The buzz surrounding the new health insurance marketplaces reached a fever pitch at the end of 2013 with the announcement that the online portion of the federal small business marketplace will be delayed a year. This, added to stories of delays and glitches, created plenty of media fodder over the past few months. However, there’s another side to the story. While the partisan rhetoric has been flying in Washington over Healthcare.gov, the 17 states who chose to run their own marketplaces have been showing they can handle the challenge.
Why have states had an easier time running their own marketplaces? The reason is simple – marketplaces run by those who best understand their residents and their needs will be more successful. State insurance departments already oversee the insurance industry in their state, so they’re uniquely positioned to understand the health coverage needs of their residents. Two-thirds of the country left the handling of the marketplace up to the feds, but it’s not too late – states can take over their health insurance marketplace at any time.

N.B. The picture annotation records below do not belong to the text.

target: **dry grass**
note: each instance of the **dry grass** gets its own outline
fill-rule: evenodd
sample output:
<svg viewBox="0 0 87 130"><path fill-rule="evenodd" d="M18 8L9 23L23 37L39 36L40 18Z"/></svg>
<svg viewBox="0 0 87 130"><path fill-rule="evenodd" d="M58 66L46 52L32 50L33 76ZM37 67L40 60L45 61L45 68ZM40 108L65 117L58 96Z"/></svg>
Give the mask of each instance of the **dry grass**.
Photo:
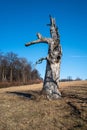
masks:
<svg viewBox="0 0 87 130"><path fill-rule="evenodd" d="M48 101L42 84L0 89L0 130L86 130L87 81L60 83L62 98Z"/></svg>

One state setting the pace is Kentucky. Both its individual and small business portal have been models of success for state-run marketplaces. In a recent interview with Fortune, Carrie Banahan, director of the Office of the Kentucky Health Benefit Exchange, said more than 1,000 small businesses have begun the enrollment process and about 400 companies have completed their applications. “Anytime a large scale program of this nature kicks off there are concerns along the way, but we feel that our state-centered process allowed us to address those,” Gov. Steve Beshear told NBC News in November.
Success stories are coming out of Colorado, too. “I’ve always provided full coverage for my employees, but the rising cost of healthcare has made it increasingly difficult,” said Rebecca Askew, CEO of Circuit Media in Denver, during our recent phone conversation. “For the past several years, we’ve had at least a 20 percent increase every year and had to switch insurance companies three times. Colorado’s health insurance marketplace allowed me to compare costs between providers, and my staff were able to pick the plan that works best for them. And for the first time in years, our costs aren’t going up and my company is receiving a tax credit for enrolling through the marketplace.”
The intent of the Affordable Care Act was for states to run their own marketplace and only defer the responsibility to the federal government if they felt unable to oversee it themselves. “I felt it was prudent and in Nevada’s best interest to have a state-run exchange,” Nevada Gov. Brian Sandoval told the Las Vegas Review-Journal.
Granted, every state running its own marketplace isn’t hitting all the marks. But the success stories demonstrate the value in states taking the reins. Based on the achievements of those that chose to do it in the first place, it’s something all states should consider.